The association of Berlin-Brandenburg housing companies (BBU) has proposed a legal limitation on living space for individuals at a time when the city, just like the rest of Europe, is struggling with a continuing housing crisis.
“It is not possible for us to complain about shortages while, at the same time, the living space per capita in many places continues to increase,” said association leader Maren Kern on Wednesday.
What would these proposed restrictions look like? In essence, they would force people who live in bigger spaces to move to smaller spaces or pay an extra tax, at least for those people renting from the various housing companies and cooperatives in the city.
[pp id=6587]
In this regard, Switzerland has already set the example, which features a large number of space restrictions for the housing cooperatives in the country.
“In a four-room apartment, for example, at least three people must live there. If a child moves out at some point, the parents can move to a smaller apartment, or they must pay an under-occupancy tax,” explained Kern, who advocates for anchoring the proposal in German tenancy law.
Berlin has been a magnet not only for EU citizens, but also for mass migration from non-EU countries, with many of these migrants housed in extremely pricey complexes. This phenomenon, coupled with central bank money printing and negative interest rates, has sent housing and rent prices skyrocketing in the German capital, which is the same story seen across the entire country as well as Europe.
[pp id=18617]
Berlin has long been known as a city with space, both in terms of green space and low-cost living space. However, the older Berlin population, who benefitted from cheap housing stock and cheap rents, often occupy large houses and apartments, while those younger people looking to form a family are increasingly cramped into small apartments with exorbitantly high rents. As seen in other Western cities like London and New York, many of these young people forego family formation in favor of living in shared apartments with roommates in what many have described as a permanent adolescence. At the same time, those younger people who choose to have families sometimes do not have the space for as many children as they would like.

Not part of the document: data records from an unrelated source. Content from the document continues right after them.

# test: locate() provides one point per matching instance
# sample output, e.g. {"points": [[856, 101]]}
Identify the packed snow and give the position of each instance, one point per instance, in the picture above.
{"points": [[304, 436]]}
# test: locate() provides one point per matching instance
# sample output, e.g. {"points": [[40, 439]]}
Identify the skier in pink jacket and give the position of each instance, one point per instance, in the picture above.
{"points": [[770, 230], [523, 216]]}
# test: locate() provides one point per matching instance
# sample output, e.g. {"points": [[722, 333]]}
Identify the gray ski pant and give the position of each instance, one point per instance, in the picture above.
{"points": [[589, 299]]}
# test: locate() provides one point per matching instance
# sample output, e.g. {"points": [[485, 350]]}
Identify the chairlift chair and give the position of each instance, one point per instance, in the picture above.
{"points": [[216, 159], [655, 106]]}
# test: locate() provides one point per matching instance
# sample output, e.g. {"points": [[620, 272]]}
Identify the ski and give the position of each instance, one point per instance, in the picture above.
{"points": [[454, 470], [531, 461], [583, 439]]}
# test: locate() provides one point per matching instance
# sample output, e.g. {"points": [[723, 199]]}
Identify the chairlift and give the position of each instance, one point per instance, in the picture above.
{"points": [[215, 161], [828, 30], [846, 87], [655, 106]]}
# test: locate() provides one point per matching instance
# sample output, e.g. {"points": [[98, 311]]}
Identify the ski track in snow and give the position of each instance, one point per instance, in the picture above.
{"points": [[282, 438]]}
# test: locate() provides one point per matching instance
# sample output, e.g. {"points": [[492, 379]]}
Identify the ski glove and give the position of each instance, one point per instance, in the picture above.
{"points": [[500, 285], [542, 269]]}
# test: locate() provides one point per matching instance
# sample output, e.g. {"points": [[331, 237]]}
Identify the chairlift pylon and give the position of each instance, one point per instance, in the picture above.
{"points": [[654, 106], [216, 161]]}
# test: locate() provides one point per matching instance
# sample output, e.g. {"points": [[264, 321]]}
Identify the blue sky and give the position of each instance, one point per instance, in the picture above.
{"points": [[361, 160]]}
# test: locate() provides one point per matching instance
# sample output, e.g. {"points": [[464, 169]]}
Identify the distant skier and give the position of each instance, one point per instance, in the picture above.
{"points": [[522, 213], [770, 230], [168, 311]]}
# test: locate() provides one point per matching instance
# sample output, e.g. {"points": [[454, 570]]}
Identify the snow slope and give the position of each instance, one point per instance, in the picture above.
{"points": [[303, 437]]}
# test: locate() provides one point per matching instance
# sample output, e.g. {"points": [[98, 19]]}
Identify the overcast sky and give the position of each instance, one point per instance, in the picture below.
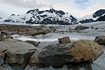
{"points": [[77, 8]]}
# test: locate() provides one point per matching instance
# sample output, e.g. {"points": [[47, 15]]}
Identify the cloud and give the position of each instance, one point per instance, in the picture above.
{"points": [[25, 3]]}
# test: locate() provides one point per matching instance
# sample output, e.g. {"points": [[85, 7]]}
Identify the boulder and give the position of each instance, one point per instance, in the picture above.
{"points": [[1, 38], [85, 50], [9, 37], [16, 53], [100, 40], [81, 27], [58, 55], [70, 29], [34, 61], [64, 40], [38, 32], [33, 42]]}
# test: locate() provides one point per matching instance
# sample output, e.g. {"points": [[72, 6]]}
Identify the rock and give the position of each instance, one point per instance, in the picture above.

Older people and wealthier people living in more spacious apartments have little incentive to give up their spaces, and forcing them into smaller spaces would raise serious moral and legal questions, although Germany has evicted seniors in the past with little compunction.
In mid-April, Federal Building Minister Klara Geywitz pushed away from the concept of the single-family house, which some on the far-left have long advocated. She complained that this was “economically and ecologically non-sensical” because there were often not large families living there but two senior citizens. However, the German Green Party wants to ban the construction of single-family homes entirely, even for families.
For now, the BBU’s proposal remains just a proposal, but a growing lack of affordable housing could lead to such proposals becoming law in the future.